Team handel - voorzieningenrechter
zaak- / rolnummer: C/09/616410 / KG ZA 21/770
Vonnis in kort geding van 16 november 2021
in de zaak van
V.O.F. [eiseres] Loodgieters- en Installatiebedrijfte ’[plaats 1],
eiseres,
advocaten mrs. V.T. Acar en N. Haireche te Rotterdam,
tegen:
Nzmd Holding B.V.te Den Haag,
gedaagde,
advocaten mrs.
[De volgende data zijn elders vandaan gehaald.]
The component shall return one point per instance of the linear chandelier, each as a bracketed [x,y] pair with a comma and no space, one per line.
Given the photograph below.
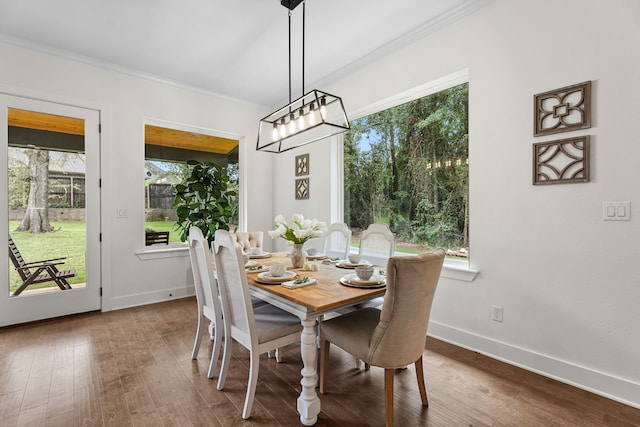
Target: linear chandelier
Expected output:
[314,116]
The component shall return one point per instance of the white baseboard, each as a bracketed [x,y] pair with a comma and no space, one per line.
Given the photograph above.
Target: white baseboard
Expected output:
[606,385]
[145,298]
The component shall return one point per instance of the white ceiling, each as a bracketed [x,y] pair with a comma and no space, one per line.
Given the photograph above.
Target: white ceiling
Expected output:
[234,48]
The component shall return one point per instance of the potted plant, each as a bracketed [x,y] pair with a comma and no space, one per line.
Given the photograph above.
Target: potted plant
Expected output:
[205,200]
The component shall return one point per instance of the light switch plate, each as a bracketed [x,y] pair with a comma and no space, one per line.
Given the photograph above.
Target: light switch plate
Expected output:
[616,211]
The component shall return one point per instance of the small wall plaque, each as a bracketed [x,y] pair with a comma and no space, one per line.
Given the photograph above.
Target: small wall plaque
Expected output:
[563,110]
[302,189]
[302,165]
[561,161]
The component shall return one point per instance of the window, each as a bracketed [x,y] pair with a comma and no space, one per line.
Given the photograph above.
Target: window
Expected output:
[166,154]
[407,166]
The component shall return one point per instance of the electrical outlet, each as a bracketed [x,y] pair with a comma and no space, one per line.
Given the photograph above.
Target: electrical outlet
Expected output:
[497,313]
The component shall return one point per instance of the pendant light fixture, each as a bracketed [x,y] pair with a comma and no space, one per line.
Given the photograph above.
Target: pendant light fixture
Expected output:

A. de Vries en F. Beeren te Amsterdam.
Partijen worden hierna respectievelijk aangeduid als ‘[eiseres]’ en ‘Nzmd’.

1.De procedure

1.1.
Het verloop van de procedure blijkt uit:
- de dagvaarding met producties;
- de conclusie van antwoord met producties;
- de op 26 oktober 2021 gehouden mondelinge behandeling, waarbij door beide partijen pleitnotities zijn overgelegd.
1.2.
Ter zitting is vonnis bepaald op heden.

2.De feiten

Op grond van de stukken en het verhandelde ter zitting wordt in dit geding van het volgende uitgegaan.
2.1.
In april 2016 is door de toenmalige eigenaar van de bedrijfsruimte/werkplaats, gelegen aan de [adres] te ([postcode]) [plaats 2] (hierna: het gehuurde), het gehuurde te koop aangeboden aan [eiseres] voor een bedrag van € 40.000,-. Omdat [eiseres] financieel niet in staat was dat aanbod te accepteren, zijn partijen overeengekomen dat Nzdm het gehuurde zou kopen voor dat bedrag (waarmee de eigenaar van het gehuurde heeft ingestemd), dat Nzdm het gehuurde vervolgens zou verhuren aan [eiseres] en [eiseres] in de gelegenheid zou stellen het gehuurde op een later moment alsnog te kopen.
2.2.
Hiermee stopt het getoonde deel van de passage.